If your service seems to work with one group of people and not another, you might want to figure out why that is the case. Someone asked me, “How many people should you gather feedback from?” The answer is as many as you can get.

But do you listen to all customer feedback? The answer varies.

Managing customer feedback can be challenging, but the way to do it is to break their feedback into three types: (a) Useful and informative and you can see immediate ways to merge their feedback with a small tweak in your product features, (b) a small nuance that provides you some ideas for the future but not now, (c) blue sky and totally irrelevant.

Here’s something I have noticed when a start-up goes to an organization to do product demos. They are two groups of people: (a) the ones who wants to champion your technology and help to grow your product and (b) the ones who will shoot you down and think that they are smarter than you in developing the product.

The key to deciding which feedback to adopt is to classify internally with the team what is sensible and what is not. In fact, only in start-ups, the sales people are much more connected to the technology team than in bigger organizations but the problem often lies in communication.

Bringing it together: The roadmap, media plan and data analysis

If you are a product manager, take a spreadsheet and draw up a plan that integrates the product features, content and help roadmap (managed by software engineers and designers), the product marketing (manage by sales, marketing and business development people), and the data analysis (which is likely to be the founder).

Then share the plan with everyone with explicit timeline and milestones. You should get some feedback to see if the deadlines are realistic, and spend a day reviewing this with every team. With this process, your life will be so much easier when you press the execution button. Everything will be set in motion.

Of course, no product manager is perfect, and we often learn from our mistakes.
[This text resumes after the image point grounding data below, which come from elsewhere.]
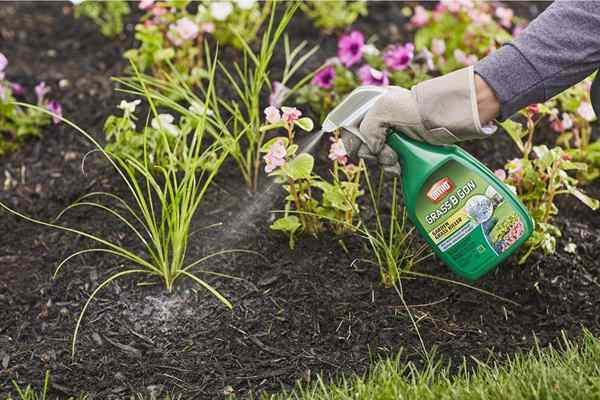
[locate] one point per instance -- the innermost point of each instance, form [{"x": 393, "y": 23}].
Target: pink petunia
[
  {"x": 272, "y": 115},
  {"x": 464, "y": 59},
  {"x": 17, "y": 89},
  {"x": 586, "y": 110},
  {"x": 278, "y": 94},
  {"x": 41, "y": 90},
  {"x": 275, "y": 158},
  {"x": 187, "y": 29},
  {"x": 438, "y": 47},
  {"x": 290, "y": 114},
  {"x": 371, "y": 76},
  {"x": 500, "y": 174},
  {"x": 350, "y": 48},
  {"x": 3, "y": 62},
  {"x": 145, "y": 4},
  {"x": 420, "y": 17},
  {"x": 324, "y": 78},
  {"x": 337, "y": 151},
  {"x": 505, "y": 15},
  {"x": 399, "y": 57},
  {"x": 54, "y": 107}
]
The last thing I want to emphasize is that a successful product involves people and resources. While in Asia, given the cheaper costs that comes with technology arbitrage, we don’t deem people to be important.

However, growing people to be part of the company is important to achieve real success. Whether you are going to build the best product or not, depends upon planning and team execution. Both processes requires people.

If there are days where you feel like nothing is working, you should probably ask the question, “Once upon a time, the most successful companies of today started like us, why did they scale and why aren’t we doing the same?”

References:
[1] BetaShop: Behind the scenes: How FAB raised $40 million with a lot of data & not much pain.
[2] FrameThink: The Four Viral App Objectives (a.k.a., “Social network application virality 101?).
[3] Eric Rees, Startup Lessons Learned.